-
Notifications
You must be signed in to change notification settings - Fork 5
Autocycler dotplot
Autocycler dotplot generates pairwise dotplots for input sequences. This can help to illuminate the differences between sequences and potential structural errors.
Within an Autocycler assembly, the most common way to run Autocycler dotplot is before/after trimming a cluster's sequences with Autocycler trim, allowing the user to verify that trimming has removed any duplicated or erroneous regions. However, Autocycler dotplot can also be run outside of an Autocycler assembly – just give it a FASTA file or directory of FASTA files as input, and it will produce all pairwise dotplots.
Create pairwise dotplots for all sequences in an Autocycler cluster, before and after trimming:
autocycler dotplot -i qc_pass/cluster_002/1_untrimmed.gfa -o qc_pass/cluster_002/1_untrimmed.png
autocycler dotplot -i qc_pass/cluster_002/2_trimmed.gfa -o qc_pass/cluster_002/2_trimmed.png
Create pairwise dot plots for all sequences in a FASTA file:
autocycler dotplot -i sequences.fasta -o dotplots.png
Usage: autocycler dotplot [OPTIONS] --input <INPUT> --out_png <OUT_PNG>
Options:
-i, --input <INPUT> Input Autocycler GFA file, FASTA file or directory (required)

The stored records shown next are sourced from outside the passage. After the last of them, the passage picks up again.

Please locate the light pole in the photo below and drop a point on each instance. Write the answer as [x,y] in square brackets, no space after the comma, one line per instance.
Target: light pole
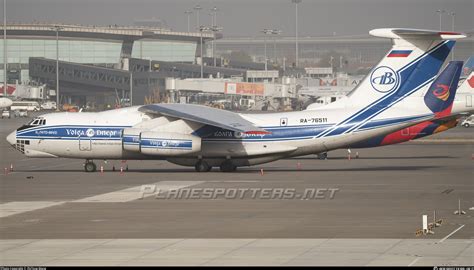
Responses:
[202,29]
[5,48]
[265,32]
[440,11]
[57,28]
[453,14]
[270,32]
[197,8]
[215,29]
[275,32]
[296,2]
[188,14]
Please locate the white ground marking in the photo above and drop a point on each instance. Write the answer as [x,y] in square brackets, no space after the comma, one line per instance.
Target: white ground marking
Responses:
[133,193]
[447,236]
[125,195]
[175,251]
[414,261]
[13,208]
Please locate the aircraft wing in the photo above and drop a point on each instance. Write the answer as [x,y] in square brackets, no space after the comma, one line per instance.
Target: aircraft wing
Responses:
[204,115]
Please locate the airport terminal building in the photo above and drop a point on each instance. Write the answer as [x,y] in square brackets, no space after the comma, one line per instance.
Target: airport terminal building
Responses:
[130,64]
[97,60]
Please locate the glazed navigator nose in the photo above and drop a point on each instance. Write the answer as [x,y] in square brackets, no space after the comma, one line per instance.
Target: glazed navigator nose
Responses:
[11,138]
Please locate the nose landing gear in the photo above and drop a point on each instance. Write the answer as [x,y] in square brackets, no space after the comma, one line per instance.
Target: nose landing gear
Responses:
[202,166]
[228,166]
[90,166]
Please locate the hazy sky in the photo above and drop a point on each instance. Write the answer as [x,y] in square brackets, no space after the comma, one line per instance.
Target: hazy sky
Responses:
[248,17]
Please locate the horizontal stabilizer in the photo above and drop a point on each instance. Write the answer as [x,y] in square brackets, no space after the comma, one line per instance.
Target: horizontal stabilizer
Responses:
[205,115]
[407,33]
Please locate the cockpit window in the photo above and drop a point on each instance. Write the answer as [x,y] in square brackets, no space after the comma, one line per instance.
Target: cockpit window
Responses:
[39,121]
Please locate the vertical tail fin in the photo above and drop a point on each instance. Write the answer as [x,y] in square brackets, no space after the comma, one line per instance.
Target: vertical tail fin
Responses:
[440,96]
[413,62]
[468,66]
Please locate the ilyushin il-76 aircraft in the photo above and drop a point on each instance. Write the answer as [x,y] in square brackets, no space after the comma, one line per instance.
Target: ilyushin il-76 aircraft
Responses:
[204,137]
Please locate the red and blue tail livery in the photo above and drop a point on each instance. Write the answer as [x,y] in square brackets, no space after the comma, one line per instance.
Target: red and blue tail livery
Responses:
[440,95]
[399,53]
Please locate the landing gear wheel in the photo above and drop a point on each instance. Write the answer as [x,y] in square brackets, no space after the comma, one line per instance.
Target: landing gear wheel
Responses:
[90,166]
[202,166]
[228,166]
[323,156]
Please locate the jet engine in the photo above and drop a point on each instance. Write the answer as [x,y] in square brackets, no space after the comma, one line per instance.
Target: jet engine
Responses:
[159,143]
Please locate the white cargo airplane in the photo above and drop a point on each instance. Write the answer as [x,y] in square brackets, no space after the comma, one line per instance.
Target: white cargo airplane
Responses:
[5,103]
[194,135]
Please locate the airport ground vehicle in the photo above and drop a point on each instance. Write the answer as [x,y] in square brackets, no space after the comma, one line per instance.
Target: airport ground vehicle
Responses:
[6,114]
[48,105]
[203,137]
[25,105]
[468,122]
[21,113]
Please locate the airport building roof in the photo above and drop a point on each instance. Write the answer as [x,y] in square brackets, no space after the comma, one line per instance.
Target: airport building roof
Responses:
[110,32]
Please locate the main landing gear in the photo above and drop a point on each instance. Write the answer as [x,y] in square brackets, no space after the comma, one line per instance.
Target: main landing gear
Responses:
[90,166]
[226,166]
[202,166]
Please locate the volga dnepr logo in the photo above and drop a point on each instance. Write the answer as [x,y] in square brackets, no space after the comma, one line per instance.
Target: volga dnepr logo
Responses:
[384,79]
[90,132]
[441,92]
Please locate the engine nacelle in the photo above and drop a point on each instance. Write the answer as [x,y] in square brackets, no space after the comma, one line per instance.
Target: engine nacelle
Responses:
[160,143]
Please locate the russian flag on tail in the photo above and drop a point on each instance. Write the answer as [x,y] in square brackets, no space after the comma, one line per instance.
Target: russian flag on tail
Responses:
[399,53]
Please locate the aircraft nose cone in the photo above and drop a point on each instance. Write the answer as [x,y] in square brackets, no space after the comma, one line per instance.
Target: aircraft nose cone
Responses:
[11,138]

-o, --out_png <OUT_PNG> File path where dotplot PNG will be saved (required)
--res <RES> Size (in pixels) of dotplot image [default: 2000]
--kmer <KMER> K-mer size to use in dotplot [default: 32]
-h, --help Print help
-V, --version Print version
- Blue for same-strand matches, red for opposite-strand matches.
- Performance scales with sequence length (n) and sequence number (n2).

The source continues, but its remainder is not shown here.